Bu ayet ile Müslümanlara, kendilerine sığınmış olan ve kendilerinden yardım isteyen bir müşrike “kendi canlarını tehlikeye atarak” yardım etmeleri öğütlenmektedir. Öyle ki ayete göre söz konusu Müslüman, müşrikleri koruyabilmek için KENDİSİNİ SİPER ETMEKTEDİR. Bir başka deyişle bir Müslüman, Allah'ı inkar eden bir kişinin canını koruyabilmek için kendi canını riske atarak, onu güvenlik içinde olacağı yere ulaştırmakla yükümlüdür.

Bu, Kuran'ın hükmüdür. Kuran'ın hükmüne göre bir insan Allah'a inanmıyor diye “öldürülmemekte”, tam tersine Müslümanların canı pahasına korunmaktadır. Dolayısıyla savaş gerekçesi, karşı tarafın Allah'a inanıp inanmamasıyla veya başka dinden olup olmamasıyla ilgili değildir. Savaşın gerekçesi, karşı tarafın saldırı ve işkencede bulunması, cana kastetmesidir.

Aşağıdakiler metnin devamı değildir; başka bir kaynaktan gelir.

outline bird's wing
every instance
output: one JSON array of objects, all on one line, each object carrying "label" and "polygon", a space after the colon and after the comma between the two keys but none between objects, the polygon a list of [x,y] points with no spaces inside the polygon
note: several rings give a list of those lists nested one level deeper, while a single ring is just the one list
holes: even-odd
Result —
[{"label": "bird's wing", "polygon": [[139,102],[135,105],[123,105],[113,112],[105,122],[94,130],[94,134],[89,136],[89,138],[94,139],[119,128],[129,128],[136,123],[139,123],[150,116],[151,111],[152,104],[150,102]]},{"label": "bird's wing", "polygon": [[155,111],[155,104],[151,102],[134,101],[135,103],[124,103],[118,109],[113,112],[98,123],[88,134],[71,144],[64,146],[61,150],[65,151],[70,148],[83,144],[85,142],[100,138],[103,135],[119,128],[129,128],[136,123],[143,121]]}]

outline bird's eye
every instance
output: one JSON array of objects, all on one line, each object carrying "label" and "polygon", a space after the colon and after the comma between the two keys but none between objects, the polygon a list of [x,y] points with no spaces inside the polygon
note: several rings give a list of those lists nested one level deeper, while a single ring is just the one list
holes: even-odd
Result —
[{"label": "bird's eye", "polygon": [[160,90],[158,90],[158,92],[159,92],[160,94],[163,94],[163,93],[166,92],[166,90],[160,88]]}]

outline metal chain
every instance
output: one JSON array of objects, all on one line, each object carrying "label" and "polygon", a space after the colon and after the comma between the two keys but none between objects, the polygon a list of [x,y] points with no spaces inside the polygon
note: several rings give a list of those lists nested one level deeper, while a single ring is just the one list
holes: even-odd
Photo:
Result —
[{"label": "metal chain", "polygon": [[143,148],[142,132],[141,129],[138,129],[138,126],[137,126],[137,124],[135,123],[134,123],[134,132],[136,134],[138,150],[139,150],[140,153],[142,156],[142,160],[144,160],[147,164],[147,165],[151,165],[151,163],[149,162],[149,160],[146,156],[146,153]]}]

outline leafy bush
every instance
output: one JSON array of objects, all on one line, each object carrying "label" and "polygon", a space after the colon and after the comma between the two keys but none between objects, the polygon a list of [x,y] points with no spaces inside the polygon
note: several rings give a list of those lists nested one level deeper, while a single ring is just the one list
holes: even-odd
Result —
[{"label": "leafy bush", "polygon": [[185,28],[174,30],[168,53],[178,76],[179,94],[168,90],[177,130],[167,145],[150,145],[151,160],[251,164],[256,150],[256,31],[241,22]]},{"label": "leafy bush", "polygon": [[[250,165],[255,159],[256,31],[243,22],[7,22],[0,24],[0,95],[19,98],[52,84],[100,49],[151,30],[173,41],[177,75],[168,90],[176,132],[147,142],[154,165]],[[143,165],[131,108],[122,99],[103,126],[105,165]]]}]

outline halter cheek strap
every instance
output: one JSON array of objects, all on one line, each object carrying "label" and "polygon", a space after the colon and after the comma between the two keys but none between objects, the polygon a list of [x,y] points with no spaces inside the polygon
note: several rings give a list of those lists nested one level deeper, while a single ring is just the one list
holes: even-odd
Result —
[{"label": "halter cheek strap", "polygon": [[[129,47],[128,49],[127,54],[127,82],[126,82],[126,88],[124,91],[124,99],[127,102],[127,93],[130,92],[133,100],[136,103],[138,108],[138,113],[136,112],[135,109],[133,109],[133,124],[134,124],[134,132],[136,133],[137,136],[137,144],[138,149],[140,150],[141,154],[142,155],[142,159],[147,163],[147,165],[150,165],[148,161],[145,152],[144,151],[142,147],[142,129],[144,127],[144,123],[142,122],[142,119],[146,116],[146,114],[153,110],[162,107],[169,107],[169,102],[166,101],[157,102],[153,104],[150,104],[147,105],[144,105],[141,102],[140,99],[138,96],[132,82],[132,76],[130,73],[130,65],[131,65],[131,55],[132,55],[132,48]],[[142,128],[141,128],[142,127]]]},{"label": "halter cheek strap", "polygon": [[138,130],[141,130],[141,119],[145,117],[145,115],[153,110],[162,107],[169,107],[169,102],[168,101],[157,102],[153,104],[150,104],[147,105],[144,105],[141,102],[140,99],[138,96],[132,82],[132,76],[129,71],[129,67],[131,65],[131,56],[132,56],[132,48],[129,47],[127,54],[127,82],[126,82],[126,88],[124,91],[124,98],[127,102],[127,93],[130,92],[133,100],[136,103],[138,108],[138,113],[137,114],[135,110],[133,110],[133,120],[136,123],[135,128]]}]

Ayetin işaret ettiği başka bir gerçek ise, saldırıda bulunmadıkları, azgınlık ve taşkınlık yapmadıkları sürece; din, dil, millet, inanç ayrımı yapılmaksızın tüm insanların Müslümanlar tarafından korumaya alınmaları gerektiğidir. Bir Müslüman, Müslümanı koruduğu gibi, Kitap Ehli'ni de, hatta ateisti, komünisti de korumakla yükümlüdür. Bu, Müslüman olmanın gereğidir. Bu, Kuran'daki Müslüman tarifidir. Bir insan “Müslümanım” diyorsa, koruyucu olmak zorundadır.